We headed straight out into the reach and aimed for the opposite shore where we paddled into a piece of water called the Ha-ha through a narrow channel. It was a beautiful morning, warm, clear and without a breath of wind. The sea was incredibly clear too and we could clearly see rocks 30 feet below us. Their was also plenty of jelly-fish in the water, ranging from tiny transparent ones to larger orangey-red one one with tentacles. Not ideal for swimming.
After passing through the narrow channel into the Ha-ha it opened into a long fjord, or sound or ria. This place was once famous for the stranding of a Fin Whale which was shot and butchered by the locals. Farley Mowat, a Canadian author living in Burgeo at the time, 1967, wrote a book about the incident called ‘A Whale for the Killing’. Inside we explored some nooks and crannies and then pulled up on a beach to stretch our legs. I went for a short walk and saw a lonely house.
On the way through the main entrance the clarity of the water allowed us to observe star fish, sea-urchins and mussels in the water below us. We also came across a tiny brid which sat in the water like a tiny penguin and which allowed us to approach very closely. This one didn’t dive but later on we saw others that did dive. Looking at a book later we discovered it was a Little Auk (Alles alles), which is known as a Dovekie in North America and as an Ice Bird in Newfoundland. We were told that these birds were rarely seen inshore and were usually associated with the Grand Banks, the famous fishing area, off the coast of Newfoundland.

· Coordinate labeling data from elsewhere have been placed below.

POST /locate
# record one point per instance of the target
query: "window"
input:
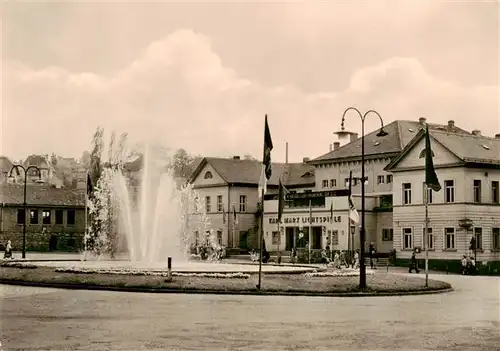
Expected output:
(407, 239)
(71, 217)
(430, 239)
(478, 234)
(219, 237)
(477, 190)
(387, 234)
(33, 216)
(429, 194)
(276, 238)
(46, 217)
(59, 217)
(208, 207)
(21, 216)
(406, 193)
(495, 195)
(335, 237)
(219, 203)
(449, 238)
(243, 203)
(495, 240)
(449, 191)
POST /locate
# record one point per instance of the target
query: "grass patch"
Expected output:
(275, 283)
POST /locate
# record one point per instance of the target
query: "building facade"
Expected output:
(468, 205)
(55, 218)
(228, 188)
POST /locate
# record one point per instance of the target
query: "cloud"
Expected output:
(179, 92)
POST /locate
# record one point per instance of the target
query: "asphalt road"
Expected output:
(49, 319)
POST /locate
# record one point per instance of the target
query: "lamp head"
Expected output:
(382, 132)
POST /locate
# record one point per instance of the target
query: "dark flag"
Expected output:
(281, 200)
(353, 213)
(430, 173)
(266, 160)
(90, 187)
(234, 215)
(268, 146)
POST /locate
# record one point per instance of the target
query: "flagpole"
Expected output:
(310, 229)
(85, 234)
(261, 239)
(426, 234)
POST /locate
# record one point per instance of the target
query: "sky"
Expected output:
(202, 75)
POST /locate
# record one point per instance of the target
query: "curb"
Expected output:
(222, 292)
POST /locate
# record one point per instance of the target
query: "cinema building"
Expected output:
(467, 165)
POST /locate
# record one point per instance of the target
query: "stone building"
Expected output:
(468, 205)
(55, 218)
(229, 189)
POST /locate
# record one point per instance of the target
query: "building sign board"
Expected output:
(306, 219)
(317, 194)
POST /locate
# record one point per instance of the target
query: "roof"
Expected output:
(468, 148)
(5, 164)
(248, 171)
(41, 195)
(36, 160)
(401, 132)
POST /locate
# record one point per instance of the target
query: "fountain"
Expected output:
(156, 221)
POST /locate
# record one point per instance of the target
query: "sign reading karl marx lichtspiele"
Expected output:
(306, 219)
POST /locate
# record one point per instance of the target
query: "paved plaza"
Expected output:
(51, 319)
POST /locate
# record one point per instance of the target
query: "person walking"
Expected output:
(8, 250)
(413, 263)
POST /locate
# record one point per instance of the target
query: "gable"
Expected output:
(413, 159)
(208, 176)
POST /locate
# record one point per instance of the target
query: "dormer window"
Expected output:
(422, 153)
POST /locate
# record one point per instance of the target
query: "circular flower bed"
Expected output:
(152, 273)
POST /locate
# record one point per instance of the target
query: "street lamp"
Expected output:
(25, 170)
(363, 179)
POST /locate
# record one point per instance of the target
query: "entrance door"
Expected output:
(289, 238)
(317, 235)
(243, 239)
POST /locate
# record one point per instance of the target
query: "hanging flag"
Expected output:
(266, 159)
(234, 214)
(90, 187)
(281, 200)
(353, 213)
(430, 173)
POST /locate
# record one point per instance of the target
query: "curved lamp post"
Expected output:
(25, 170)
(381, 133)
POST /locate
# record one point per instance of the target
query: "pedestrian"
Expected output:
(464, 265)
(8, 250)
(413, 263)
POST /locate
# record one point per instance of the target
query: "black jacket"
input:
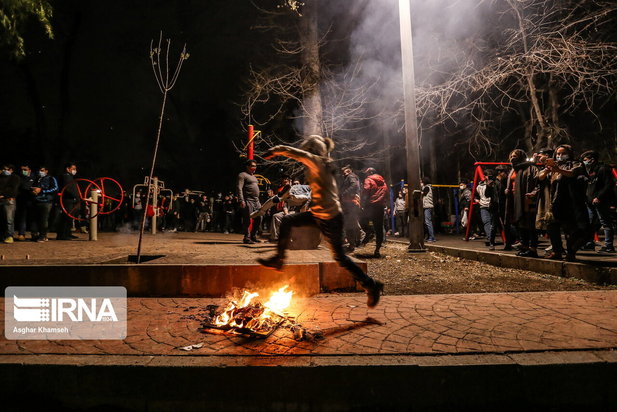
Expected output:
(601, 184)
(71, 192)
(9, 185)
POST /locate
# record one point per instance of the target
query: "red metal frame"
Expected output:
(251, 143)
(83, 197)
(103, 195)
(480, 174)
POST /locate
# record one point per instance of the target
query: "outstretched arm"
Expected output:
(302, 156)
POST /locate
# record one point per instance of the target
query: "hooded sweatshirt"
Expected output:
(324, 192)
(375, 190)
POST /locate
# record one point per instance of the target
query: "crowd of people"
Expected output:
(553, 193)
(550, 194)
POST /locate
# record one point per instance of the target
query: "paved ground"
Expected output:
(184, 247)
(457, 241)
(404, 325)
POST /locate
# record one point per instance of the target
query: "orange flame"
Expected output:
(277, 303)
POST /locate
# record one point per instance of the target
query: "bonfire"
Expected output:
(249, 316)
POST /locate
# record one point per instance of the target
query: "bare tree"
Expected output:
(551, 60)
(317, 97)
(165, 79)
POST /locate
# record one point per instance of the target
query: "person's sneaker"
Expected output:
(589, 246)
(527, 253)
(554, 256)
(273, 262)
(374, 294)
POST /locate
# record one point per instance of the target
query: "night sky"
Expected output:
(90, 95)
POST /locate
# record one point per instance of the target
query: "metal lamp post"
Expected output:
(416, 211)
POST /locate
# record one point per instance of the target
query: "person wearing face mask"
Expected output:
(600, 196)
(70, 201)
(400, 214)
(567, 190)
(544, 217)
(9, 188)
(25, 202)
(521, 194)
(44, 189)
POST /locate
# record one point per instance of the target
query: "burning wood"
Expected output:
(247, 316)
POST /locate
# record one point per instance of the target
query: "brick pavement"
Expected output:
(403, 325)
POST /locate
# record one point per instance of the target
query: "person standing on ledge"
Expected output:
(248, 195)
(325, 212)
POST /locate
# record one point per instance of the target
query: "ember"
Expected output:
(250, 317)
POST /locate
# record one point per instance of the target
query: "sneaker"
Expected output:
(554, 256)
(589, 246)
(527, 253)
(374, 294)
(605, 249)
(274, 262)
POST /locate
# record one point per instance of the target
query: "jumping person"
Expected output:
(325, 213)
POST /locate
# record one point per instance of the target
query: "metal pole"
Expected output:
(94, 210)
(251, 144)
(155, 197)
(416, 212)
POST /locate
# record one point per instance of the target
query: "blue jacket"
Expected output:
(49, 187)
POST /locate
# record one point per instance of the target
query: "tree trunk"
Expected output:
(309, 39)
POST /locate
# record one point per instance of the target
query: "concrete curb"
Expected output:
(561, 381)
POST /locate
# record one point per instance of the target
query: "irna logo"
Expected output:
(63, 309)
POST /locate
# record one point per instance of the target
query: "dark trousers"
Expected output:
(401, 223)
(352, 223)
(41, 223)
(24, 215)
(529, 237)
(248, 230)
(554, 234)
(332, 229)
(374, 214)
(65, 221)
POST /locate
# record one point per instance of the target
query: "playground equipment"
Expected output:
(101, 196)
(156, 189)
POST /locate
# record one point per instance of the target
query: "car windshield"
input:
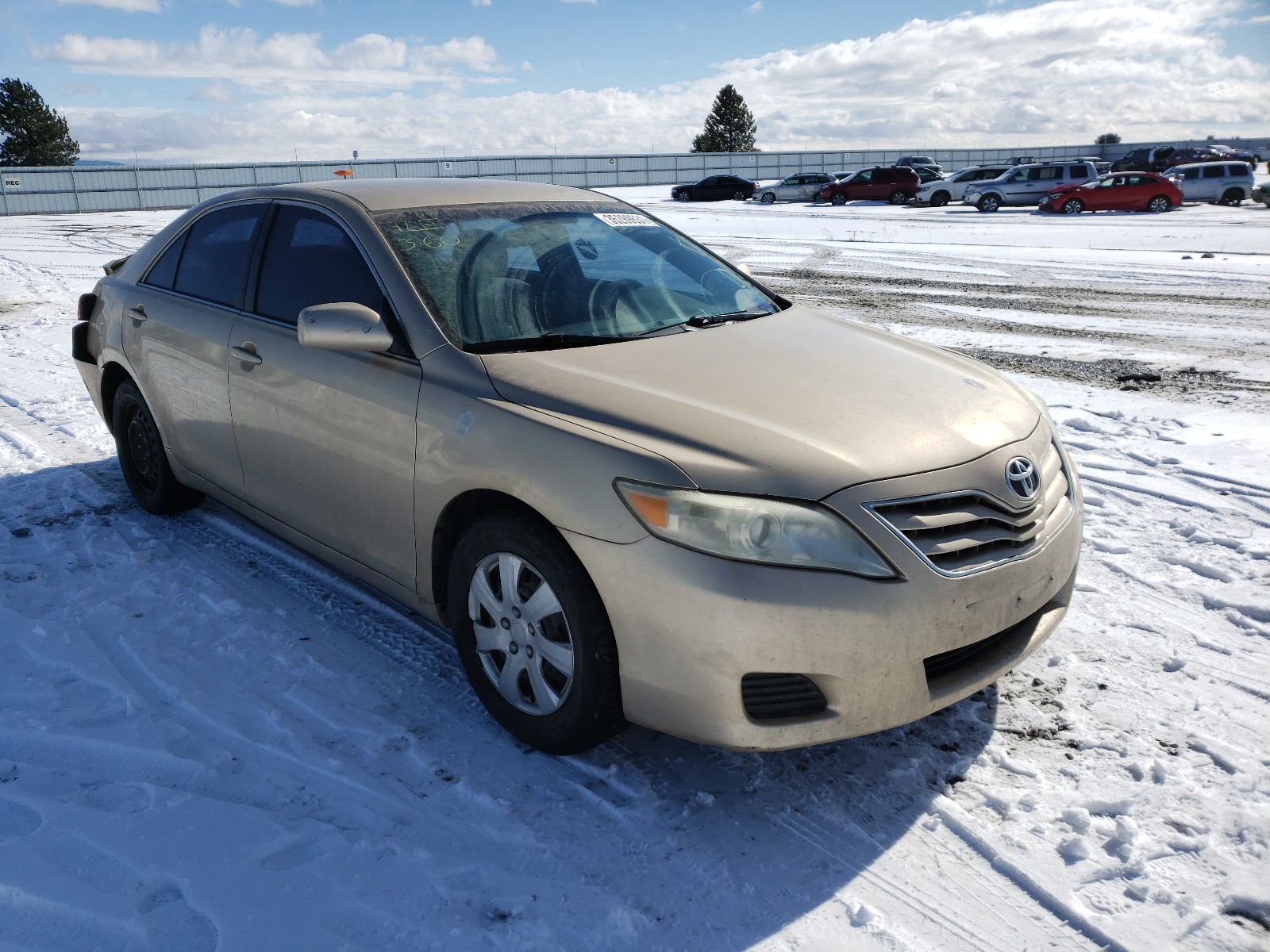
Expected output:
(559, 273)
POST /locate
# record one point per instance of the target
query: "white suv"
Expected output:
(1226, 183)
(952, 188)
(1026, 184)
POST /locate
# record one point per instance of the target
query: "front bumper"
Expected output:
(691, 626)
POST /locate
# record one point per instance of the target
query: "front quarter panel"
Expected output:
(470, 438)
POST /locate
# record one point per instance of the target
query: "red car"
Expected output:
(1118, 192)
(884, 183)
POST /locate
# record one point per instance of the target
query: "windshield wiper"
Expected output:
(714, 321)
(546, 342)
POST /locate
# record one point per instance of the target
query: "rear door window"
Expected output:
(309, 259)
(217, 251)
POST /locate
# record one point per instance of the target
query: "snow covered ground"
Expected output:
(210, 742)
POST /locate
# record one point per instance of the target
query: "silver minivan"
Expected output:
(794, 188)
(1026, 184)
(1226, 183)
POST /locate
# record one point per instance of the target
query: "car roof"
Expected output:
(387, 194)
(1202, 165)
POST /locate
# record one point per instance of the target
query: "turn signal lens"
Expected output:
(753, 530)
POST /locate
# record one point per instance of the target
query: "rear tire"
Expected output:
(143, 459)
(540, 704)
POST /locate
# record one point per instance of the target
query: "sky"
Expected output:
(232, 80)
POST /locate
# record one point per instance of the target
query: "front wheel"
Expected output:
(143, 459)
(533, 636)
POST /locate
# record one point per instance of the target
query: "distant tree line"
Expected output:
(33, 132)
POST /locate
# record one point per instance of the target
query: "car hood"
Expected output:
(797, 404)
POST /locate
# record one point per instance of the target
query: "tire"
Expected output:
(143, 460)
(549, 708)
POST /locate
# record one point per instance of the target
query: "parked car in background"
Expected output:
(1223, 183)
(920, 162)
(794, 188)
(715, 188)
(952, 187)
(1238, 155)
(1026, 184)
(1117, 192)
(882, 183)
(540, 461)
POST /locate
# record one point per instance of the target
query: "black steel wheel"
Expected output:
(143, 459)
(533, 636)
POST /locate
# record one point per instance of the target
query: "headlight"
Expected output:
(753, 530)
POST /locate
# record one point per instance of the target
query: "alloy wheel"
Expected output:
(522, 636)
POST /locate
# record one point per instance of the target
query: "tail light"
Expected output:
(86, 308)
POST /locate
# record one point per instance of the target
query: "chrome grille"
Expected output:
(958, 533)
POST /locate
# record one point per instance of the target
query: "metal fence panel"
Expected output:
(99, 188)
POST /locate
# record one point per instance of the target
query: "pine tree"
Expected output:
(33, 133)
(729, 126)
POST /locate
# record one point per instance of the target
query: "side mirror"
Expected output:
(343, 327)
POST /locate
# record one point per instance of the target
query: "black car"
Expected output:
(715, 188)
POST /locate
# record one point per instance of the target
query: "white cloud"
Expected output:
(287, 63)
(1060, 71)
(126, 6)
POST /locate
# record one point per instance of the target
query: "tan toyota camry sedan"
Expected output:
(634, 482)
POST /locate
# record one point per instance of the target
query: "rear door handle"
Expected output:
(245, 355)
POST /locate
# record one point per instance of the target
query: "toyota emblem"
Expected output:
(1022, 479)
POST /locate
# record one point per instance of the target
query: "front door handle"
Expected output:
(245, 353)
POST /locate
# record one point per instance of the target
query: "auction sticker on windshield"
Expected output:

As we came out of the sound we saw a Bald Eagle (Haliaeetus leucocephalus) as it flew over us and as we came around the headland into Muddy Hole we saw another perched on a promontory. This one an immature juvenile, but we saw the adult bird 3 or 4 times after that. We then paddled into the next bay, the one before the Bay de Loup, and canoed right up the end passing several isolated house on the way. We think these are sumer houses or fishing lodges used by people that mainly live in Burgeo. We found another small beach here and pulled up for lunch. As usual we turned one of the canoes over onto the other two to make a picnic table. It was hot under the sun.
After lunch we paddled out towards the open sea beyond Alderidge Head and out into the main channel that leads into Burgeo in the directions of Boer’s Island. It was strange being on the open ocean in a canoe but it was flat calm and easy going. However the sea did have a long swell which was deep enough for the canoe in front of you to disappear from time to time.
We headed out to a green marker buoy in the middle of the channel and re-grouped there before heading back to Burgeo. At Smalls Island we entered the harbour under the bridge, past the small docks, before paddling out the other side into the Small Reach and down to our own dock.
It was low tide now so instead of landing on the rocky beach we tied up to the floating dock. After stowing our gear we sat on the dock in the sunshine drinking beers. I put the canoes away later when the tide rose again. After a dinner of fried cod we went out into town to see the fireworks. Apparently the town was celebrating it’s annual re-union. Unfortunately some cloud came over in the evening and the fireworks were muted in the mist.